Inspired by Nick’s tei_current_assignments.pyhttps://github.com/npcole/teiutils, a program that leverages the gitHub API to summarize gitHub issue assignments, I have just spent the entire day trying to write an XSLT program to summarize pull requests. At this point, I have to (at least temporarily) give up. I simply cannot figure out how to get the list of reviewers (those who have been asked to be reviewers, those who have accepted the request to be a reviewer, and those who have submitted reviews) without, at least sometimes, including the OP in that list. (That is, I have yet to figure out an XPath that will select the reviewers without the OP from the JSON-converted-to-XML returned by the “reviews” API call.) If anybody feels like helping me out, I think we would find this a useful utility. To prove the point, I generated one possible useful output (an HTML table) using my current mildly broken code, and went through and fixed the output by hand. (Sigh.) See https://bauman.zapto.org/~syd/temp/4TEICouncil/GHPRs.html. Talk to y’all tomorrow.
Syd,
You mentioned XPath? I'd be curious to see the rest of the code. I've just
been writing some Python myself to address the Box.com API to rescue some
old project metadata from a big set of nested file directories and I'm half
shocked that I got my code to work. I do wonder whether Python might be
easier to address the GitHub API. Fair warning: classes start up again for
me on 1/19, but I'd be happy to take a look anyway! ;-)
Elisa
On Wed, Jan 13, 2021 at 10:13 PM Bauman, Syd
Inspired by Nick’s tei_current_assignments.py https://github.com/npcole/teiutils, a program that leverages the gitHub API to summarize gitHub issue assignments, I have just spent the entire day trying to write an XSLT program to summarize pull requests. At this point, I have to (at least temporarily) give up. I simply cannot figure out how to get the list of reviewers (those who have been asked to be reviewers, those who have accepted the request to be a reviewer, and those who have submitted reviews) without, at least sometimes, including the OP in that list. (That is, I have yet to figure out an XPath that will select the reviewers without the OP from the JSON-converted-to-XML returned by the “reviews” API call.)

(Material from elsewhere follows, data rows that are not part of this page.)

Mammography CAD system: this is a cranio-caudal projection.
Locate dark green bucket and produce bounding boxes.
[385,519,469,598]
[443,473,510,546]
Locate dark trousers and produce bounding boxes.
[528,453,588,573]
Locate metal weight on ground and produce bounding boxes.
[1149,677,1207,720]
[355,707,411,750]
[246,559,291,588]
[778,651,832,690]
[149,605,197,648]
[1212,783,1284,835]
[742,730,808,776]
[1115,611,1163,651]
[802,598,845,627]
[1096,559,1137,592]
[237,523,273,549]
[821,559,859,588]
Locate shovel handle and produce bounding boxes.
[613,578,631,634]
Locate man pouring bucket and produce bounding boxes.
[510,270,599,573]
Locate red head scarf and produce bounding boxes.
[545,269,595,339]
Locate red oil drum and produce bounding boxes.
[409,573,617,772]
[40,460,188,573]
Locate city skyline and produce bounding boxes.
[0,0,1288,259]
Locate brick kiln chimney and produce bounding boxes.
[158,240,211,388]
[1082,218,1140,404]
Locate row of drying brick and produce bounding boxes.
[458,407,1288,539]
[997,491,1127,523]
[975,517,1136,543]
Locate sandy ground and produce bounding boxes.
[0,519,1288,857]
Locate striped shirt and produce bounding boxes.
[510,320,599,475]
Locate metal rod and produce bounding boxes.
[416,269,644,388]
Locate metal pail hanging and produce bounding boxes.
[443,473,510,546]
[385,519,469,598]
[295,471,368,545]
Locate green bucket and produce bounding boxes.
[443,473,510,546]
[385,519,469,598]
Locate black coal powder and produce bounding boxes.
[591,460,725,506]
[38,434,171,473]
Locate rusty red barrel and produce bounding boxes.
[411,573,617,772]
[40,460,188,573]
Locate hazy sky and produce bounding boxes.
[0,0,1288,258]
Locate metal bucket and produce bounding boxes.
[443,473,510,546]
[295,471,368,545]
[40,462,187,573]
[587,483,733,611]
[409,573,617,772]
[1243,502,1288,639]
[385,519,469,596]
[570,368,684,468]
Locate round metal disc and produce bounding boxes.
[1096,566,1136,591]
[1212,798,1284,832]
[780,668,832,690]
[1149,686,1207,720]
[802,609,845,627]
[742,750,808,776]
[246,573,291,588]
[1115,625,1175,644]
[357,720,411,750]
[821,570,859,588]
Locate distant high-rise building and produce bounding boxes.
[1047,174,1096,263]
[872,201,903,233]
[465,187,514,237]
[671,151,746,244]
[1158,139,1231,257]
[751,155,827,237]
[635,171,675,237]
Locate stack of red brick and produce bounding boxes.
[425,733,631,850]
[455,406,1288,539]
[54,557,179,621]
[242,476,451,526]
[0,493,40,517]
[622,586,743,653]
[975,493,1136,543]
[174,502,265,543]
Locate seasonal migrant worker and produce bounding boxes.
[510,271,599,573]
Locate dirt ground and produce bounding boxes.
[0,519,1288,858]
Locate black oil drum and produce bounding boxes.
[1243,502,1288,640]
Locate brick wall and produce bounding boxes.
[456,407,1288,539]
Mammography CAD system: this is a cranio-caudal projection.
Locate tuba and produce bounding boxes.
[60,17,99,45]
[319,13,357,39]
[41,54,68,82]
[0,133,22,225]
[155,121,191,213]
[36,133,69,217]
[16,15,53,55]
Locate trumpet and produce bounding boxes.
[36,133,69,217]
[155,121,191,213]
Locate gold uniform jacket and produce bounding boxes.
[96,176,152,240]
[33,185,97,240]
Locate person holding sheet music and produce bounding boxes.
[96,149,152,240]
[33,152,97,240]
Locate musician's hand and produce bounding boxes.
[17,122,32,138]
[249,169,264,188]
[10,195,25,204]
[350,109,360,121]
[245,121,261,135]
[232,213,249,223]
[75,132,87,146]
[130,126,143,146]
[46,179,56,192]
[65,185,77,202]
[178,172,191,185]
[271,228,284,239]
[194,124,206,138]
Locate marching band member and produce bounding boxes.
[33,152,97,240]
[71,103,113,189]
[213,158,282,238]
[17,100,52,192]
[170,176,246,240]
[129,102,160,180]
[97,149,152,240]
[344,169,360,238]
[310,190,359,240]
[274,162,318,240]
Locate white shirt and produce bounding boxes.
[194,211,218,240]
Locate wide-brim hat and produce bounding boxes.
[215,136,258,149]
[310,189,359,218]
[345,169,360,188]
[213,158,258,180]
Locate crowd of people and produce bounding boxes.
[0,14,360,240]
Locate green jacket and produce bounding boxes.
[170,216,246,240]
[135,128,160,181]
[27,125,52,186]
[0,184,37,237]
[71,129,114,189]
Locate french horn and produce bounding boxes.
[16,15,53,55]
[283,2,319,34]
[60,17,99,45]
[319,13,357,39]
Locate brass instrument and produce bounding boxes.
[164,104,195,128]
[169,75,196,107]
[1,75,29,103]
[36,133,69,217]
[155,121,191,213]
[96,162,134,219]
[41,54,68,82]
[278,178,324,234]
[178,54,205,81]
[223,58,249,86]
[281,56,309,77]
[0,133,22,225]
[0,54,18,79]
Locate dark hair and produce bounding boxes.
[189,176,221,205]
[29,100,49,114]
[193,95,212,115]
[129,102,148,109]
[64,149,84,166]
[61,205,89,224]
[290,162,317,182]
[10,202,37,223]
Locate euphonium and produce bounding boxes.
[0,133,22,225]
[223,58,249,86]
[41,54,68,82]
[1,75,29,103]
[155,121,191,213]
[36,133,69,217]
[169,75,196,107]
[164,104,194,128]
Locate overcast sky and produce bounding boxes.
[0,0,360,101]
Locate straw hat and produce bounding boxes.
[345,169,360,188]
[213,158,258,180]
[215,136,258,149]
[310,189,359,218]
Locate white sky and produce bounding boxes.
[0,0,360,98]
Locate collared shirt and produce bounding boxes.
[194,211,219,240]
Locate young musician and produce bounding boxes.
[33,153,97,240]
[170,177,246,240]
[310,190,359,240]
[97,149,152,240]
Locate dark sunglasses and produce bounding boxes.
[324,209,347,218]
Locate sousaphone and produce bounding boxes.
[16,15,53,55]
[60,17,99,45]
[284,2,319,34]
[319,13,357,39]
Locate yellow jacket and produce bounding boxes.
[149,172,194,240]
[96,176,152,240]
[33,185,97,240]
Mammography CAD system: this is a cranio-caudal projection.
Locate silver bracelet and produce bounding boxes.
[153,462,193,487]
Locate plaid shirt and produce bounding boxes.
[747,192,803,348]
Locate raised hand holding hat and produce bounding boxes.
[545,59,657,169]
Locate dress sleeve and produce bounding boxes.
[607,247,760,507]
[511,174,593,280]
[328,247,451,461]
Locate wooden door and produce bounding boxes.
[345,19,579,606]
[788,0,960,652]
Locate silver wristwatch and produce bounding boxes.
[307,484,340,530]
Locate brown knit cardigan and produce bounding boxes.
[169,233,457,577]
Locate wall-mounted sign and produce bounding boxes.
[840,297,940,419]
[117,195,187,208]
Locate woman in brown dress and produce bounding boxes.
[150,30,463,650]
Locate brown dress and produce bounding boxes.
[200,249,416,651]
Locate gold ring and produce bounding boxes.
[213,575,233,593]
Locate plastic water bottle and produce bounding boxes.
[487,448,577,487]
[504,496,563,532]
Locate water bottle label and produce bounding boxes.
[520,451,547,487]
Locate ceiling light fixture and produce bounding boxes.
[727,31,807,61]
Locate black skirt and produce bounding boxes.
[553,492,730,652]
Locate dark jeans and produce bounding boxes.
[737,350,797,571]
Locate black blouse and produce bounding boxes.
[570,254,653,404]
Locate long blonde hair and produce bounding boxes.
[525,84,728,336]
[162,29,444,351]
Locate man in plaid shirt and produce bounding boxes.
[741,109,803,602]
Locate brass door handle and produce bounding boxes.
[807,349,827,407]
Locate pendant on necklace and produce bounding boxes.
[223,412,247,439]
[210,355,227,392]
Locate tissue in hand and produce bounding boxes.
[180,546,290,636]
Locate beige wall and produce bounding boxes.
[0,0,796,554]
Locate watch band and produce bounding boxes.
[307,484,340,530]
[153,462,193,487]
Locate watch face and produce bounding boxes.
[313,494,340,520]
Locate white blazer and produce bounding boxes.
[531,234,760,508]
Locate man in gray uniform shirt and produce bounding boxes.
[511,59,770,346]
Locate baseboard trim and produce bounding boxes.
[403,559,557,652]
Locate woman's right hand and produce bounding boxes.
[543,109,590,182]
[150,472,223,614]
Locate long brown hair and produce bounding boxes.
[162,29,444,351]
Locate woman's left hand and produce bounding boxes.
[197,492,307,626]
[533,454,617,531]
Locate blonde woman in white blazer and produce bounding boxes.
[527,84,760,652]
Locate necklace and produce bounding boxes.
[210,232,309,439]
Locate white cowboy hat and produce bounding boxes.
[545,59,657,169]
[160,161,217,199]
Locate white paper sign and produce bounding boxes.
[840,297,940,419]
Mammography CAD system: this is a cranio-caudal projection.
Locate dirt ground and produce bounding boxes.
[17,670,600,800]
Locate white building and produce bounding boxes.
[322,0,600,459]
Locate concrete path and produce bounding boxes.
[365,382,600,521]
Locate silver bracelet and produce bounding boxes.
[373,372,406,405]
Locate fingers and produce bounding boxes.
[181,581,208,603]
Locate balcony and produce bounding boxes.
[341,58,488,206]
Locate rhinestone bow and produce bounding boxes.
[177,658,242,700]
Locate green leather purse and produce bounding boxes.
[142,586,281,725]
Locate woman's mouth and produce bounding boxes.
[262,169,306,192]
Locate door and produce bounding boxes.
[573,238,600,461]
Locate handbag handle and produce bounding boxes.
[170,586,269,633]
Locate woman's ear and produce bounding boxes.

If anybody feels like helping me out, I think we would find this a useful utility. To prove the point, I generated one possible useful output (an HTML table) using my current mildly broken code, and went through and fixed the output by hand. (Sigh.) See https://bauman.zapto.org/~syd/temp/4TEICouncil/GHPRs.html.
Talk to y’all tomorrow. _______________________________________________ Tei-council mailing list Tei-council@lists.tei-c.org http://lists.lists.tei-c.org/mailman/listinfo/tei-council
-- Elisa Beshero-Bondar, PhD Program Chair of Digital Media, Arts, and Technology | Professor of Digital Humanities | Director of the Digital Humanities Lab at Penn State Erie, The Behrend College Development site: https://newtfire.org
Hi Elisa — Yes, I mentioned XPath, and I am not surprised it whetted your appetite even at 01:00 in the freakin’ morning! 🙂 However, it’s not the code[0] that’s the problem, it’s the data. If you ask GitHub for all the PRs,[1] convert to XML,[2] grab all the PR numbers,[3] and ask for the reviewers for each of those,[4] and convert them to XML,[2] you now have a large pile of ugly XML data.[5] I have not figured out a consistent way to extract reviewer user names (which are encoded as <string key="login"> elements) from that pile. (Note that reviewers can appear both in the main set of PR info and the separate little array of review info.) Just to save anyone interested the trouble, I have put the pile of data I got yesterday in [6]. P.S. Elisa: what are you teaching this semester? Notes [0] Which is XSLT, not Python. I have not written Python in over a decade. And I was bad at it. [1] https://api.github.com/repos/TEIC/TEI/pulls plus https://api.github.com/repos/TEIC/Stylesheets/pulls [2] Presuming here with just json-to-xml(), but actually I have taken an extra step after that to give me slightly more XML-like data. (And then another step to give me real XML data, but a) that is not part of this discussion, and b) it is not finished.) [3] …/fn:array/fn:map/fn:number[@key eq 'number']; and be careful, because you do NOT want the …/fn:array/fn:map/fn:map/fn:number[@key eq 'number'] values. [4] https://api.github.com/repos/TEIC/(TEI|Stylesheets)/pulls/$N/requested_reviewers. [5] You want to save this data on disk, rather than ask for it again every time you want to play, because GitHub limits you to 60 requests per hour unless you pay them. [6] http://bauman.zapto.org/~syd/temp/4TEICouncil/GitHub_PR_data_2021-01-14.tgz ________________________________ You mentioned XPath? I'd be curious to see the rest of the code. I've just been writing some Python myself to address the Box.com API to rescue some old project metadata from a big set of nested file directories and I'm half shocked that I got my code to work. I do wonder whether Python might be easier to address the GitHub API. Fair warning: classes start up again for me on 1/19, but I'd be happy to take a look anyway! ;-)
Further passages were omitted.